So following from my previous post, I shall guide you through a year of infertility that caused me so much pain that it is impossible to describe the magnitude thereof.
It all started all and well. I mean, every second person is pregnant. Don’t tell me they had to get a degree to fall pregnant. It will be easy, they said. Right? mmm.. WRONG !
So where do I start? I guess we have to do the dirty if you know what I mean…. That sounds easy enough. I have always been very in tune with my body so I always know if something is not right or not. Luckily for me all my “lady” stuff was always problem free. So no problem there at least.
When I decided that a baby is what I want NOW I done a lot of research. Google became my best friend. I couldn’t believe that baby making is a whole community out there. I mean its huge. I went onto forums, read articles, facebook, downloaded apps, ovulation predictors, ebay, amazon, you name it. Because having a baby was something that I started preparing for a few years ago I knew the basics of ovulation to start with. Let me tell you mate, basics ain’t gettin’ you anywhere!
First of all I had to learn the lingo. It took me a while I must admit but now I am a pro.

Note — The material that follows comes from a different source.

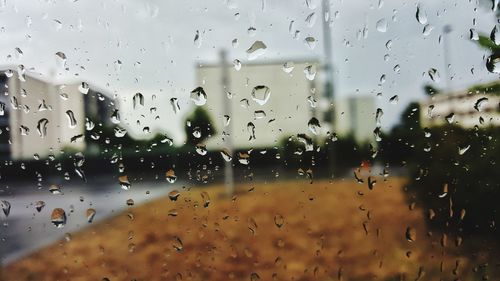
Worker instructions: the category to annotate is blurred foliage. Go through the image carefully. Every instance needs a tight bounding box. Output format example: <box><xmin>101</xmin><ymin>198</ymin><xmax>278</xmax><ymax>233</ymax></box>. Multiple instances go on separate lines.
<box><xmin>380</xmin><ymin>100</ymin><xmax>500</xmax><ymax>235</ymax></box>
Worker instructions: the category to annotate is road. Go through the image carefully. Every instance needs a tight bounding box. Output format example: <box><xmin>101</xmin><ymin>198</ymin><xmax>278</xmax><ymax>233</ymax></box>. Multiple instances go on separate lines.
<box><xmin>0</xmin><ymin>177</ymin><xmax>182</xmax><ymax>266</ymax></box>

Those are just a few of the abbreviations. You get to know them better as you go along. So my first month I done some reading, not a lot. Enough to get the drift at least. I wish I could share with my real family and friends what I was about to learn about TTC. Even my boyfriend? How could I? Everyone would think I was nuts, wouldn’t they? I say this because nobody I know personally has ever had to fight for this. They all just end up pregnant like its something natural. Like you go to bed and the next morning you wake up, you a pregnant. Va Va Voom! They never educated us a school that falling pregnant could possible be hard? They made us believe that one slip up, at any time of your cycle could result in a pregnancy! Maybe it was for our own benefit then. I mean, pregnancy at 17 would not be cool! I just wish I never used all the contraceptives that I did! I could have saved a significant amount of money. Money I could have used to buy shoes.
Well anyway, back to business. It was my first month at actual trying. The previous years it was just NTNP (not trying not preventing). With the bit of knowledge that I attained we tried to make a baby. I can’t believe I knew so little back then. I actually have to giggle thinking back at the silly things I done like taking a pregnancy test 3 days after I ovulated.
Even though its a year later and I still have no baby, at least i gained so much knowledge. I just wish I could share it with everyone around me. I wish I could share my pain with someone. I wish someone could share their pain with me. I am angry, I am defeated, I am hurt. I am in a deep dark whole and I see no light! Is God punishing me? Why would He do that? What did I do wrong? Is this ever going to end? I have adopted this as my lifestyle for a year now. Do I even want it to end?